The first concept we need to understand to weed through the conflicting information we hear about the world’s oil supply is a simple formula, EROEI. It stands for “Energy Returned over Energy Invested.” Energy returned is the sum of all useful work that can be performed as the result of the process, including work that can be used to produce additional energy. Energy invested is the sum of all energy that would otherwise be available for human use. It does not include the “raw” energy of sunlight, wind energy, or crude oil.
If I can invest one unit of energy (could be calories, kilowatts, or joules; it doesn’t matter which unit) and get back 100, that’s a good trade. On the other hand, if I get back only two units for every one I invest, I begin to wonder whether I want to invest the effort. If I get back only one for each unit I invest, I’m just pushing energy around for no good reason. And if get back less than one unit for each unit I invest, well that’s just dumb.
In the first days of oil extraction in the U.S., it was not uncommon to get back 50 barrels of oil for every barrel consumed. And that’s still the case with the aging fields like Ghawar in the Middle East. Now, because all the “gushers” are tapped out, it’s more typical to get rates of 3:1 or even less from new wells. The average EROEI for U.S. domestic oil extraction today is a shade under 10:1 and dropping.

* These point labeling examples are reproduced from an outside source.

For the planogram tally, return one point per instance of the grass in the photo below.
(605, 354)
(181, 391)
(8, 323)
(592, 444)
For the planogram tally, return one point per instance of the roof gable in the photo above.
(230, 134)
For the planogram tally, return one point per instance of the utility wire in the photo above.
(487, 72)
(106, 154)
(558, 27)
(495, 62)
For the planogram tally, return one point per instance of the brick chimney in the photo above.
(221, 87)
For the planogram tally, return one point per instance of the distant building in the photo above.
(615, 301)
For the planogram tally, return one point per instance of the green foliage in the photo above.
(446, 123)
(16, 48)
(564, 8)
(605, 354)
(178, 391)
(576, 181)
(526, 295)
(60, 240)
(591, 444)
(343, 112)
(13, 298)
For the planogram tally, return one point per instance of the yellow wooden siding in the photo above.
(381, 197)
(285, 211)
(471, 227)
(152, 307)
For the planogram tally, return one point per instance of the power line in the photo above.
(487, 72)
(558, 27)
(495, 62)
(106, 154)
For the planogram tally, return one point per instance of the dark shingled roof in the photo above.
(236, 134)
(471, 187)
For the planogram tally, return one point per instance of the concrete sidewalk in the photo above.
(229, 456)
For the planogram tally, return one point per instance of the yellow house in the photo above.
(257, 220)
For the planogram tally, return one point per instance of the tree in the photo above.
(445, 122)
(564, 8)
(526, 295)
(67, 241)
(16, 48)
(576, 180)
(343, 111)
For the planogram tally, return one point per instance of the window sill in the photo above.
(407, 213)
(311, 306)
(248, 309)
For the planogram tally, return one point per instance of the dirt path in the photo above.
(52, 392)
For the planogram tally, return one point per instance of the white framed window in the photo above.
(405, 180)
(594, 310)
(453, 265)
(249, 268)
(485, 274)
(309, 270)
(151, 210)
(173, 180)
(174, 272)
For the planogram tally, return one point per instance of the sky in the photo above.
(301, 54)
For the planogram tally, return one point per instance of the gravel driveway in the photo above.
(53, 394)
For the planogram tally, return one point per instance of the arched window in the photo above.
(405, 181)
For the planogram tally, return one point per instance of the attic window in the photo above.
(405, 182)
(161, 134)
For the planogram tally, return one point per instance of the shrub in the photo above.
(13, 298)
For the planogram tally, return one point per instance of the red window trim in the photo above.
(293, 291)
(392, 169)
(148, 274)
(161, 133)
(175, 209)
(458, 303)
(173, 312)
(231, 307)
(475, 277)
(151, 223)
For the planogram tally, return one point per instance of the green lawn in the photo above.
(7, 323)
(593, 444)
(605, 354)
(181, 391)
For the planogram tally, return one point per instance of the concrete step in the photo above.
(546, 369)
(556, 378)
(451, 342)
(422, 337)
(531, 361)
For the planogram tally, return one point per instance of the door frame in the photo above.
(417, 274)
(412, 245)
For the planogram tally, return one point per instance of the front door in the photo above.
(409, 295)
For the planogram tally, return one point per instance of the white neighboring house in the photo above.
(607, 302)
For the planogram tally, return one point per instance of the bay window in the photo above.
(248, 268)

And when someone tells you how much conventional oil there is remaining in the world, remember that the easy oil is gone or going. What is left will be oil that is in deeper waters, in less hospitable climates, harder to find, and in smaller deposits. All that difficulty translates to more and more unappealing rates of EROEI.

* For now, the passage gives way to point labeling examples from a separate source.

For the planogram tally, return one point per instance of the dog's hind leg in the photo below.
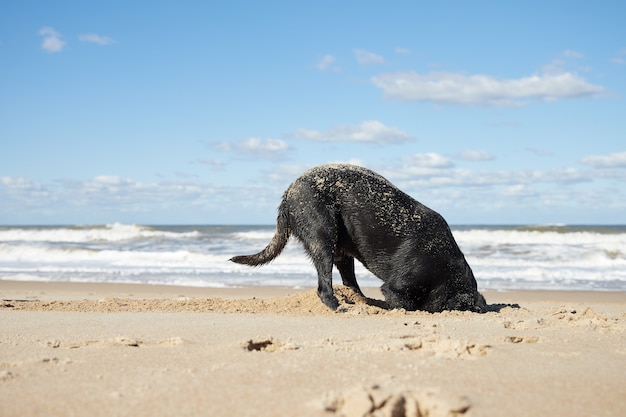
(319, 240)
(345, 266)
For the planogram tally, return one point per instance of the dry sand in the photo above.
(107, 350)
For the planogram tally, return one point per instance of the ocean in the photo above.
(502, 257)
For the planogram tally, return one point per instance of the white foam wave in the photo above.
(110, 233)
(500, 258)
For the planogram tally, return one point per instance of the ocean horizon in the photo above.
(503, 257)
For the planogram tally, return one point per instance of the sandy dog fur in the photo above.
(344, 212)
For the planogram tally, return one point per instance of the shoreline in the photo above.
(82, 349)
(49, 290)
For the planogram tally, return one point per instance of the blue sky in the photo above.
(203, 112)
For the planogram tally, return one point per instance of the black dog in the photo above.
(343, 212)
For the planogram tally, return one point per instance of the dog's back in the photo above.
(344, 212)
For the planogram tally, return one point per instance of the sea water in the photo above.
(502, 257)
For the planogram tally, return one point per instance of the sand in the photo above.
(117, 350)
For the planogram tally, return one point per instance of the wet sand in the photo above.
(119, 349)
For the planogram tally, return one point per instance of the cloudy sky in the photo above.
(203, 112)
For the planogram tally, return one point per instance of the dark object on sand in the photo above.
(345, 212)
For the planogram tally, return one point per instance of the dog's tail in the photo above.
(276, 245)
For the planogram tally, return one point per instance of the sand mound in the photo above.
(299, 303)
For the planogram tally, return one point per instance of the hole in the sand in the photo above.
(252, 345)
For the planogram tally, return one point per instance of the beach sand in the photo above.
(116, 350)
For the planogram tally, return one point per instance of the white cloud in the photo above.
(569, 53)
(95, 38)
(428, 160)
(255, 147)
(325, 62)
(619, 57)
(364, 57)
(371, 131)
(402, 51)
(614, 160)
(458, 88)
(260, 145)
(52, 41)
(476, 155)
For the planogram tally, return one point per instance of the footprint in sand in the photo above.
(268, 345)
(373, 401)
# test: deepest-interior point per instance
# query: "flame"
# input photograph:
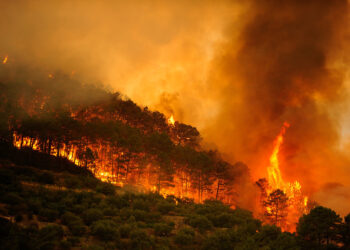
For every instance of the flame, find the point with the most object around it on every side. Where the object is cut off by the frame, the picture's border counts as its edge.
(171, 120)
(274, 173)
(5, 60)
(297, 202)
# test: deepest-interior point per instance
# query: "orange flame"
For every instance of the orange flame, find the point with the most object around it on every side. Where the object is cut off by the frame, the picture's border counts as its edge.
(297, 202)
(171, 120)
(5, 60)
(274, 173)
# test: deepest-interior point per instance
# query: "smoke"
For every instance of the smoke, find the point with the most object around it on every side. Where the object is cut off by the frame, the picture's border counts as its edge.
(235, 70)
(285, 65)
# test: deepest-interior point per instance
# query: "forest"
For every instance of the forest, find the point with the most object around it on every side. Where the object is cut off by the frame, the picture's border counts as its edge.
(113, 137)
(99, 172)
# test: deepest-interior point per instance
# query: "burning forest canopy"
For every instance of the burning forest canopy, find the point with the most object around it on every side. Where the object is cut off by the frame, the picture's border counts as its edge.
(266, 82)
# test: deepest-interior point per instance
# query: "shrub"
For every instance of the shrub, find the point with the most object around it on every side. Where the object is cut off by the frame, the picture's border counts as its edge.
(77, 228)
(74, 223)
(165, 207)
(51, 233)
(46, 178)
(105, 230)
(91, 215)
(219, 240)
(162, 229)
(141, 205)
(47, 214)
(117, 202)
(140, 240)
(184, 237)
(13, 199)
(125, 230)
(110, 211)
(200, 222)
(18, 218)
(69, 217)
(106, 188)
(72, 182)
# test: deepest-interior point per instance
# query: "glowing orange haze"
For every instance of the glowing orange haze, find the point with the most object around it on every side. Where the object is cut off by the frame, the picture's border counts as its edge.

So the oil will still be there, there will still be lots of it, and we will still be able to get at it. But when it takes more energy to get it than we get back, continuing to extract it would be, well, dumb.
It’s worth noting that the concept of EROEI is incomplete in one important sense: it makes no attempt to include depletion as “energy invested.” So in EROEI terms, an extraction process that consumed all quantities of an available resource within one year might seem equivalent to or superior to one that carefully nursed that same resource to last 15-20 years.